Drew C., Community Manager

  • 40,724 Points 20k badge 2x thumb
Thanks - now I need to see how I can fake uptime in EXOS so we don't have to wait 4 years :)

Meanwhile, I would suggest a reboot of the stack to bring things back in proper order.  Go ahead and grab the output of "show tech all" from both stacks to have on hand.  I would also recommend opening a case with GTAC.  Just know that one of the first things they're going to ask you to do is upgrade your stacks to a supported version.

Once a case is opened, GTAC can help track this to resolution.
Photo of Matthew Tedder

Matthew Tedder

  • 140 Points 100 badge 2x thumb
Thanks Drew - I already have a TAC case open but nothing conclusive has come of it.  I turned over the sh tech output to them yesterday and they've sorted through it.

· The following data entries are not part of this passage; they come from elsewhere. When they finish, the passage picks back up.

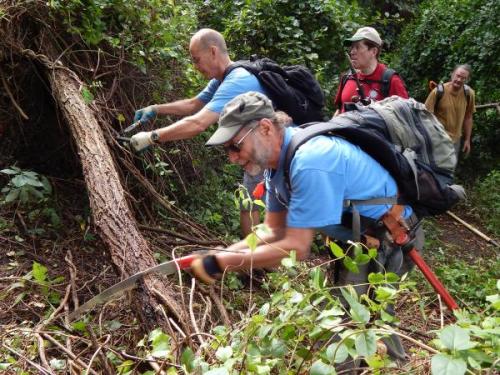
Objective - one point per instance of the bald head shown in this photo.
(206, 38)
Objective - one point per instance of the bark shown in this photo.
(112, 216)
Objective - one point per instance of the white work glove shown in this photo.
(141, 141)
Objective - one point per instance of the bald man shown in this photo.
(210, 57)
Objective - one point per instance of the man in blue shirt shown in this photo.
(210, 57)
(324, 173)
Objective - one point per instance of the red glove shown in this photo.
(206, 268)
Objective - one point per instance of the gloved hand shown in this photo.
(206, 268)
(141, 141)
(144, 115)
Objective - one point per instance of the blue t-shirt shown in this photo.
(324, 172)
(216, 94)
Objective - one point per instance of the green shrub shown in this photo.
(486, 200)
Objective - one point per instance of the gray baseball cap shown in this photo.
(238, 112)
(368, 33)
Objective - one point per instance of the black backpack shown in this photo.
(385, 82)
(440, 93)
(421, 182)
(292, 89)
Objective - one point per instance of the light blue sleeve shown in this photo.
(208, 92)
(237, 82)
(317, 199)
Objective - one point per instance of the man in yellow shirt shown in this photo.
(453, 103)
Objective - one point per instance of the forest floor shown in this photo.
(22, 303)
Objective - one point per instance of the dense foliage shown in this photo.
(293, 323)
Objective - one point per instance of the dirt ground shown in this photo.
(94, 273)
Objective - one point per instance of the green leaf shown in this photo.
(39, 272)
(362, 259)
(372, 253)
(391, 277)
(79, 325)
(321, 368)
(384, 293)
(278, 348)
(291, 261)
(336, 250)
(87, 96)
(297, 297)
(375, 278)
(365, 343)
(160, 343)
(224, 353)
(14, 170)
(12, 196)
(252, 240)
(113, 325)
(337, 353)
(57, 364)
(187, 359)
(217, 371)
(350, 264)
(442, 364)
(264, 310)
(455, 338)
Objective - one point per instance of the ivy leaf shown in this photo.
(366, 344)
(57, 364)
(442, 364)
(291, 261)
(375, 278)
(455, 338)
(160, 343)
(87, 96)
(337, 353)
(350, 264)
(336, 250)
(217, 371)
(321, 368)
(187, 359)
(39, 272)
(278, 348)
(252, 241)
(79, 325)
(391, 277)
(372, 253)
(362, 259)
(224, 353)
(264, 309)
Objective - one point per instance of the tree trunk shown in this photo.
(117, 227)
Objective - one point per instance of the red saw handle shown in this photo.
(433, 280)
(185, 262)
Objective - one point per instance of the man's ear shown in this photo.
(265, 126)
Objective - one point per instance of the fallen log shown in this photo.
(111, 214)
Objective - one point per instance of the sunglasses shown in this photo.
(236, 147)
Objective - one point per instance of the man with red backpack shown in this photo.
(376, 81)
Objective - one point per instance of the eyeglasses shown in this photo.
(236, 147)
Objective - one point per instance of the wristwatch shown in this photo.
(155, 137)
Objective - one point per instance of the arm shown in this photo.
(189, 126)
(184, 107)
(430, 102)
(270, 254)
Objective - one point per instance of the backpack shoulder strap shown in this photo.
(386, 81)
(467, 94)
(439, 95)
(252, 66)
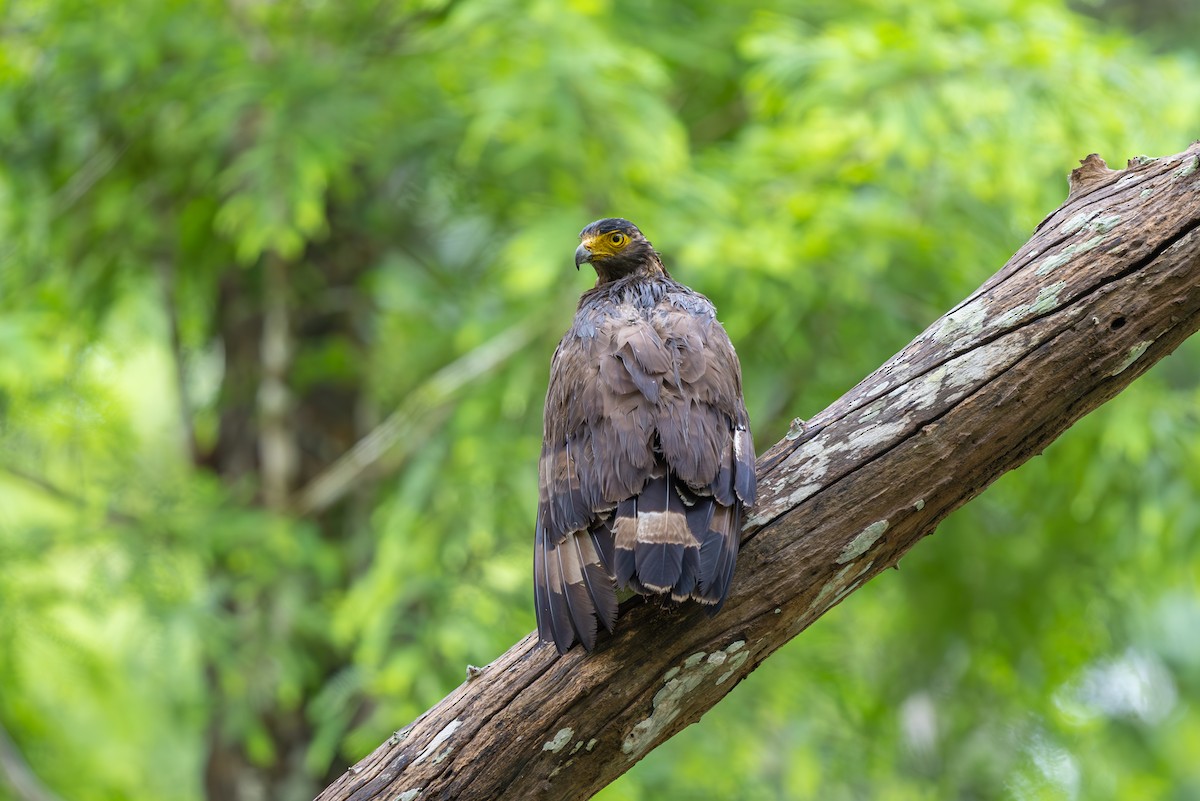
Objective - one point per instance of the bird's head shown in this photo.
(616, 248)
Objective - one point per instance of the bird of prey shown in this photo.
(647, 463)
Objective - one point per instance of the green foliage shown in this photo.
(834, 175)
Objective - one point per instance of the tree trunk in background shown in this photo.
(1108, 285)
(269, 318)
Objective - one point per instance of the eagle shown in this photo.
(647, 463)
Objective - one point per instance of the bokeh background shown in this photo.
(240, 240)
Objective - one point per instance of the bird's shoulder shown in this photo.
(637, 297)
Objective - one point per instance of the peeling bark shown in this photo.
(1108, 285)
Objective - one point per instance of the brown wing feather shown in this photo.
(647, 459)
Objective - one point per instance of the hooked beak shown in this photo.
(582, 254)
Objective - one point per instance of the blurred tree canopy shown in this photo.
(239, 238)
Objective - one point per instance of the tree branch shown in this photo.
(1108, 285)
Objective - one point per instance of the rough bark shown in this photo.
(1108, 285)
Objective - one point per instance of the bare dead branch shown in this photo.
(1108, 285)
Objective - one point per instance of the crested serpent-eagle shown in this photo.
(647, 463)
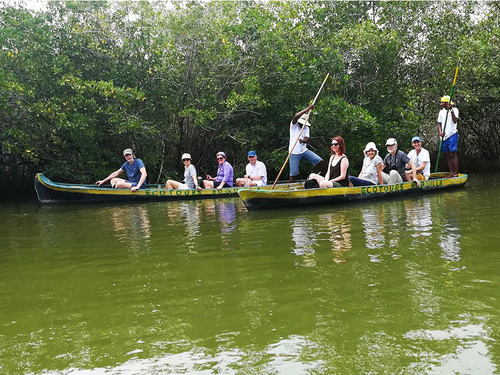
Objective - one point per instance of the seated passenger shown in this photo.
(395, 162)
(420, 157)
(224, 174)
(371, 173)
(338, 166)
(136, 173)
(256, 174)
(190, 176)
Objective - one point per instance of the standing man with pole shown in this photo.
(447, 125)
(303, 118)
(299, 129)
(448, 130)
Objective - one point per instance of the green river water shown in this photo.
(400, 286)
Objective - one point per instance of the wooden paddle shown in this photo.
(305, 122)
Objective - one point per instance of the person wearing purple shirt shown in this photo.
(224, 174)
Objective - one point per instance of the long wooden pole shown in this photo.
(447, 113)
(305, 122)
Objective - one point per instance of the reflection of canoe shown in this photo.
(56, 192)
(297, 196)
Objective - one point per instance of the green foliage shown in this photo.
(83, 80)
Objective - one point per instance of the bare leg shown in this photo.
(171, 184)
(208, 184)
(316, 177)
(120, 183)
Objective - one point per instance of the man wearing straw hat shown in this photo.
(449, 132)
(300, 150)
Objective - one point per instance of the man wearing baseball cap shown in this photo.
(420, 157)
(394, 163)
(224, 174)
(449, 133)
(256, 174)
(136, 173)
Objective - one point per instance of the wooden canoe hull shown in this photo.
(293, 197)
(55, 192)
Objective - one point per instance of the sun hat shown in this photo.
(370, 146)
(303, 118)
(391, 142)
(446, 99)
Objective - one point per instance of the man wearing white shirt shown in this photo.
(449, 133)
(420, 157)
(299, 150)
(256, 174)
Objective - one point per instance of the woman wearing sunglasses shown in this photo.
(338, 166)
(224, 174)
(190, 176)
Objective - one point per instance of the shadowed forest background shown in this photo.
(81, 81)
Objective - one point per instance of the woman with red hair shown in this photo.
(338, 166)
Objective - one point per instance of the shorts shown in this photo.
(135, 184)
(355, 181)
(450, 144)
(295, 159)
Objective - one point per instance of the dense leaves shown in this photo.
(80, 81)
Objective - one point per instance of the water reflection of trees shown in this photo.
(131, 226)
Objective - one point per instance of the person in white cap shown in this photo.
(224, 177)
(395, 163)
(420, 157)
(449, 133)
(256, 173)
(371, 172)
(136, 173)
(190, 176)
(300, 150)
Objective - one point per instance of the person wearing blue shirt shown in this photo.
(224, 174)
(136, 173)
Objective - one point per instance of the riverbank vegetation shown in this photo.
(81, 81)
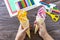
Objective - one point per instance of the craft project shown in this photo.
(40, 17)
(10, 4)
(54, 17)
(22, 16)
(27, 4)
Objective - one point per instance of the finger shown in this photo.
(20, 28)
(24, 30)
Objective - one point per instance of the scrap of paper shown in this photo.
(54, 17)
(40, 17)
(22, 17)
(27, 4)
(10, 4)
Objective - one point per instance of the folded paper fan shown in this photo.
(22, 17)
(40, 17)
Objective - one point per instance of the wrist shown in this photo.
(47, 37)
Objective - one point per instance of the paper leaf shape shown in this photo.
(54, 17)
(40, 17)
(22, 16)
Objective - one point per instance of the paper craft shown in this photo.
(40, 17)
(27, 4)
(22, 16)
(54, 17)
(10, 4)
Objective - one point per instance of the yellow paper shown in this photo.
(54, 17)
(39, 20)
(36, 28)
(22, 16)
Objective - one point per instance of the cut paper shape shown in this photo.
(10, 4)
(40, 17)
(54, 17)
(22, 17)
(31, 4)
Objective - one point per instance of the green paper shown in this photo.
(12, 4)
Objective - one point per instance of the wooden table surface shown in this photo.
(9, 26)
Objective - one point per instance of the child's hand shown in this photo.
(43, 32)
(21, 33)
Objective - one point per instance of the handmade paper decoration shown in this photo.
(27, 4)
(40, 17)
(10, 4)
(22, 16)
(54, 17)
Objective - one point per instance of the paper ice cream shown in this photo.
(40, 17)
(22, 16)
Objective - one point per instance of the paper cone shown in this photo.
(22, 16)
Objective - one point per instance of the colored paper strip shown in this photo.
(32, 1)
(29, 2)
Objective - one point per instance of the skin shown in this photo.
(21, 33)
(44, 34)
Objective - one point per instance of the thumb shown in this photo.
(24, 30)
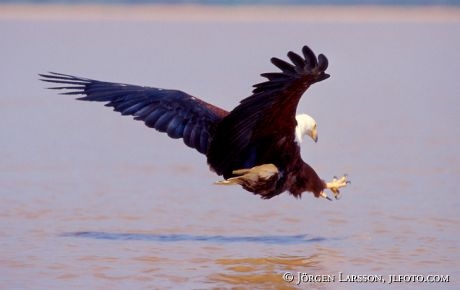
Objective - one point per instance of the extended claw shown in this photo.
(336, 184)
(324, 195)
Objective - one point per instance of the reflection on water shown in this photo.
(279, 240)
(264, 272)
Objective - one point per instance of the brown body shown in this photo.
(252, 145)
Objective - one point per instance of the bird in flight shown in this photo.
(255, 145)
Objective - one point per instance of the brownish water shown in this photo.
(93, 200)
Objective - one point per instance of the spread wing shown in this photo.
(173, 112)
(256, 129)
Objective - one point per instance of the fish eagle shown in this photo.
(255, 145)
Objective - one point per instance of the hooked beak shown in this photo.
(314, 135)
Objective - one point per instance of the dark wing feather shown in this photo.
(253, 133)
(173, 112)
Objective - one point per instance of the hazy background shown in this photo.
(91, 199)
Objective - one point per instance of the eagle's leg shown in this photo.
(335, 185)
(251, 176)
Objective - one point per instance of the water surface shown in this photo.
(93, 200)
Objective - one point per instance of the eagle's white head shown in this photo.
(306, 125)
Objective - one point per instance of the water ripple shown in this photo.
(270, 239)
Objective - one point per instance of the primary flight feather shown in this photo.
(256, 145)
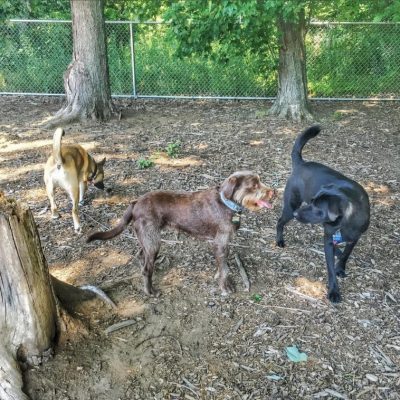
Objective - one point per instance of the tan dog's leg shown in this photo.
(221, 251)
(82, 191)
(50, 195)
(73, 190)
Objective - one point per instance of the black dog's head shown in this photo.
(327, 206)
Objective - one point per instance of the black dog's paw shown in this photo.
(340, 272)
(334, 296)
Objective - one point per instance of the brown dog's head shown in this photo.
(97, 177)
(246, 189)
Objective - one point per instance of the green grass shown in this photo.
(144, 163)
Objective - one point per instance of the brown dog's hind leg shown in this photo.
(221, 251)
(150, 240)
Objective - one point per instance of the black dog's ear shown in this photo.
(228, 186)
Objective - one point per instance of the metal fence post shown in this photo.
(133, 60)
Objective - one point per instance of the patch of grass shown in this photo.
(256, 297)
(173, 149)
(337, 115)
(144, 163)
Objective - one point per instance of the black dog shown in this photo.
(339, 203)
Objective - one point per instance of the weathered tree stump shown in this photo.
(28, 312)
(35, 308)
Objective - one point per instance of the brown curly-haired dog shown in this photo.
(207, 214)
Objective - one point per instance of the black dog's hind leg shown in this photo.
(290, 204)
(333, 287)
(342, 259)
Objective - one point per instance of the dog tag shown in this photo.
(337, 237)
(236, 219)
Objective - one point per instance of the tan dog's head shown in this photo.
(246, 189)
(98, 174)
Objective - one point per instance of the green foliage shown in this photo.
(173, 149)
(144, 163)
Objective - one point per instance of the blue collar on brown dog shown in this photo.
(231, 204)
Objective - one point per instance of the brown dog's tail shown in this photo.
(126, 218)
(58, 134)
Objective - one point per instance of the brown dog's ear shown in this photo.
(228, 186)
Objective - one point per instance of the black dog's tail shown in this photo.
(300, 142)
(127, 217)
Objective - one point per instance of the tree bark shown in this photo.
(28, 311)
(32, 315)
(86, 79)
(292, 100)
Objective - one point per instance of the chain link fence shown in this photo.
(344, 60)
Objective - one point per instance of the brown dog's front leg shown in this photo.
(221, 251)
(333, 288)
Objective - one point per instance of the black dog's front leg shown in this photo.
(342, 259)
(333, 288)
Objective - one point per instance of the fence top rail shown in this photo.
(327, 23)
(66, 21)
(137, 22)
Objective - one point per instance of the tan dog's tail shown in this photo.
(58, 134)
(127, 217)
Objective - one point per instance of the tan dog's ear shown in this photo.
(228, 186)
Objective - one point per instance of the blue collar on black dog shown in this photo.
(231, 204)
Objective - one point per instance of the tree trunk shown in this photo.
(28, 312)
(86, 79)
(292, 101)
(32, 316)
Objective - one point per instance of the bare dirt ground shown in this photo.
(192, 343)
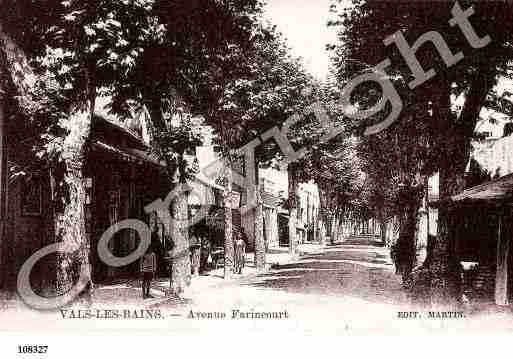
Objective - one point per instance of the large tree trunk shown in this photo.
(181, 263)
(228, 230)
(292, 172)
(322, 216)
(70, 224)
(458, 136)
(406, 243)
(259, 235)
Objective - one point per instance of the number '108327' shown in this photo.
(32, 349)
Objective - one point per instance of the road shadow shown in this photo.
(361, 274)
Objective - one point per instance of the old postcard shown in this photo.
(325, 167)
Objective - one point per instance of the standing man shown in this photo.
(240, 253)
(195, 246)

I'm not able to reboot the stack, but will work on a window to reboot each of the slave switches and let you know what happens.  That was also supports suggestion.
Photo of Drew C.

Drew C., Community Manager

  • 40,684 Points 20k badge 2x thumb
Excellent. I found your case in the system and will see if I can or need to work with the owner to help replicate this.
Photo of Matthew Tedder

Matthew Tedder

  • 140 Points 100 badge 2x thumb
Hey, I appreciate it!  This is my first time posting anyting to the hub and only my 2nd ticket in years with Extreme, so dunno if I went about it backwards, but I do appreciate the assistance.
Photo of Drew C.

Drew C., Community Manager

  • 40,684 Points 20k badge 2x thumb
No worries.  It's okay that you've gone through two of our support channels.  Since there is a case opened, most of your updates are going to come from the case owner.
If this is, in fact, a software issue (and it seems that it is) it's a rare one.  Most systems get at least one reboot for some reason or other in 4 years - so I'm impressed by that!
Photo of Matthew Tedder

Matthew Tedder

  • 140 Points 100 badge 2x thumb
Ha, yeah, understood - these switches are absolutely critical to us but even I was surprised by that.  We'll take this as an opportunity to update them once we review what the newest rock-solid version is. 
Photo of Alexander Kazakov

Alexander Kazakov

  • 80 Points 75 badge 2x thumb
Hello.
The problem with crash after 1554 days of uptime on the stack solved by the vendor?
In which version?

We got this problem on stacks with the versions 12.6.3.2 and 15.3.3.5.
Now we have installed version 16.2.4.5 - is this problem solved in this version? 

We opened a ticket to the partner on the problem with version 12.6.3.2 in December 2017 and the answer: update to new version.
The ticket for the problem with version 15.3.3.5 is just open, but there is no answer.